Before Me – means just that; Get a Retainer; Price of an Insult

Just because you did, don’t.
It hurts to report on lawyer-friends, and yet they too provide lessons for us to learn.  Larry Beeson is a good lawyer from a neighboring county. We have tried a few cases against each other over the nearly 35 years we have been here.  Larry just got a public reprimand, and included was a strong warning from the Chief Justice that the act should have resulted in a suspension.

After seeing this, I called Larry and we discussed the ruling.  The case was an older couple, blended family, and a transfer of the Power of Attorney from the elderly wife to wife’s children.  Husband’s children later objected to everything and among the things in the objection was the handling of the POA.  Husband signed it, wife returned it to the drafting lawyer who added his notary.  He had known the couple for more than 20 years, was familiar with the signature, but did not see it signed, and did not return to have the signer acknowledge before him that the signature was his.

Later there were problems between the various family members, a disciplinary complaint filed, and this issue stood out.  Beeson admitted the violation early.
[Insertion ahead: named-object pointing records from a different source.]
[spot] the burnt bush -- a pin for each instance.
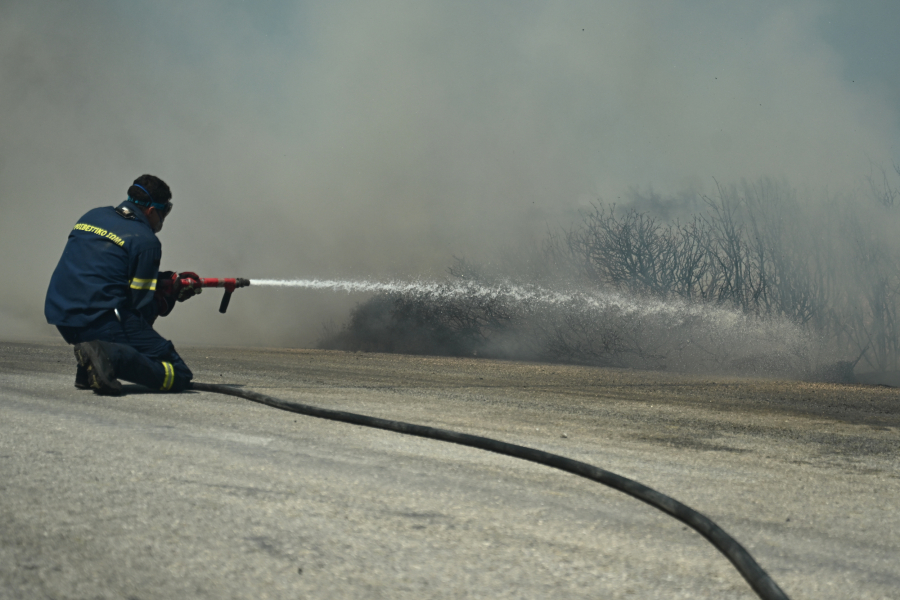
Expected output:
(753, 280)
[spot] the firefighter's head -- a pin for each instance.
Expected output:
(154, 197)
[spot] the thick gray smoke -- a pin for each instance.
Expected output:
(379, 139)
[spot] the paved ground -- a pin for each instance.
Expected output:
(205, 496)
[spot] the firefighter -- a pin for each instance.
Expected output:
(103, 295)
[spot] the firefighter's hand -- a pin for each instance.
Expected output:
(165, 293)
(188, 291)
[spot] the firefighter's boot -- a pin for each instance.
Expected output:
(100, 373)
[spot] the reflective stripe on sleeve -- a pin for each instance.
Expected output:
(170, 377)
(143, 284)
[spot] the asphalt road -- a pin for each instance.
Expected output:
(200, 495)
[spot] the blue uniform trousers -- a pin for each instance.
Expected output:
(138, 354)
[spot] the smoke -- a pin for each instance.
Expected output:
(379, 139)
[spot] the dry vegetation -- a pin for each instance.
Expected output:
(751, 279)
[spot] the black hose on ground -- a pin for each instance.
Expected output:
(764, 586)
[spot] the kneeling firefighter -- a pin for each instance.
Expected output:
(104, 295)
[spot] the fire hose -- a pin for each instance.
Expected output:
(764, 586)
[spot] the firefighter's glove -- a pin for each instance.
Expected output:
(183, 292)
(166, 293)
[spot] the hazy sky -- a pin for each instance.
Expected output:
(380, 138)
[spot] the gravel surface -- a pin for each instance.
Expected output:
(200, 495)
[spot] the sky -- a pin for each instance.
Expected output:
(381, 138)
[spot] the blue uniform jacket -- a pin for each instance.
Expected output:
(109, 262)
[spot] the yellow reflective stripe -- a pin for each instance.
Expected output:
(143, 284)
(170, 377)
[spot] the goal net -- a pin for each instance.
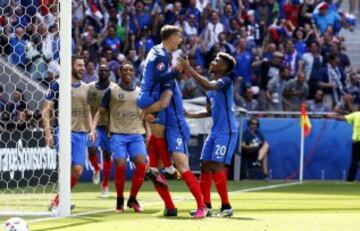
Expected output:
(29, 61)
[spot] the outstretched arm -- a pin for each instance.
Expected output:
(204, 82)
(161, 104)
(199, 114)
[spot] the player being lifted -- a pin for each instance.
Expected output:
(126, 128)
(96, 94)
(80, 121)
(220, 145)
(157, 71)
(178, 136)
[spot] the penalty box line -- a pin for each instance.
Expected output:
(175, 200)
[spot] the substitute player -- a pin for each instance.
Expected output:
(80, 122)
(220, 144)
(127, 128)
(96, 94)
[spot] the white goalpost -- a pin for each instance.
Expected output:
(31, 173)
(65, 109)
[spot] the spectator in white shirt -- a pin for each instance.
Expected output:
(213, 29)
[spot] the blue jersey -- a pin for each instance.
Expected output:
(156, 70)
(177, 129)
(175, 114)
(53, 95)
(222, 102)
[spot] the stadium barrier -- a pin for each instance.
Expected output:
(327, 150)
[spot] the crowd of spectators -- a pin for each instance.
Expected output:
(287, 51)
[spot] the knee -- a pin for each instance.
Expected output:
(107, 155)
(92, 151)
(205, 166)
(218, 167)
(182, 167)
(139, 159)
(77, 171)
(119, 162)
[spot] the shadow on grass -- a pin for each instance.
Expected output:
(83, 221)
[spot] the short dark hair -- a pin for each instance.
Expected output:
(332, 57)
(125, 63)
(230, 61)
(74, 58)
(168, 30)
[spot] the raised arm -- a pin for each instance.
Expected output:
(199, 114)
(161, 104)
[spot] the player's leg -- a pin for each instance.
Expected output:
(355, 159)
(158, 131)
(78, 156)
(93, 151)
(263, 158)
(182, 164)
(118, 149)
(206, 171)
(107, 162)
(223, 152)
(94, 160)
(178, 140)
(205, 182)
(137, 151)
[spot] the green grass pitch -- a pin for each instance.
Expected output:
(329, 205)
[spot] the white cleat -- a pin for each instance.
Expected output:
(104, 192)
(96, 177)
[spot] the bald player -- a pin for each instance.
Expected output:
(126, 127)
(81, 121)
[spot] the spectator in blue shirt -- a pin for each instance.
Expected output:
(140, 18)
(111, 40)
(18, 46)
(243, 62)
(325, 18)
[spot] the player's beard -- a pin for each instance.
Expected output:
(77, 75)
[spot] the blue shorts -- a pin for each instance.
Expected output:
(219, 147)
(127, 144)
(79, 141)
(56, 138)
(144, 101)
(102, 140)
(178, 139)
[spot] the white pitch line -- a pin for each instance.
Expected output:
(175, 200)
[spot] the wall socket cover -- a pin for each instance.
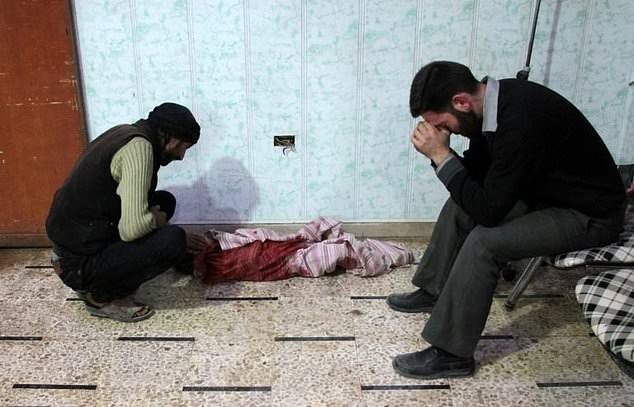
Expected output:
(284, 140)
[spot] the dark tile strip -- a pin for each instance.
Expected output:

The 2007 incident resulted in the 2013 ruling.

A lively discussion was had on the Indiana State Bar discussion list, with a few confessions from lawyers admitting doing the same things, but most notably, a defense of the Supreme Court’s ruling was in a comment by Indianapolis lawyer Jon Pactor reminding the profession that the legal system depends on honest documents, and as officers of the court, it is critical that no document breaks down at the hands of a lawyer.

Don’t notarize documents when you don’t see the signer sign, and as a lawyer, don’t count on the warning from the CJ remaining the minority view in your case. And if you did it before, or had staff do it before, stop!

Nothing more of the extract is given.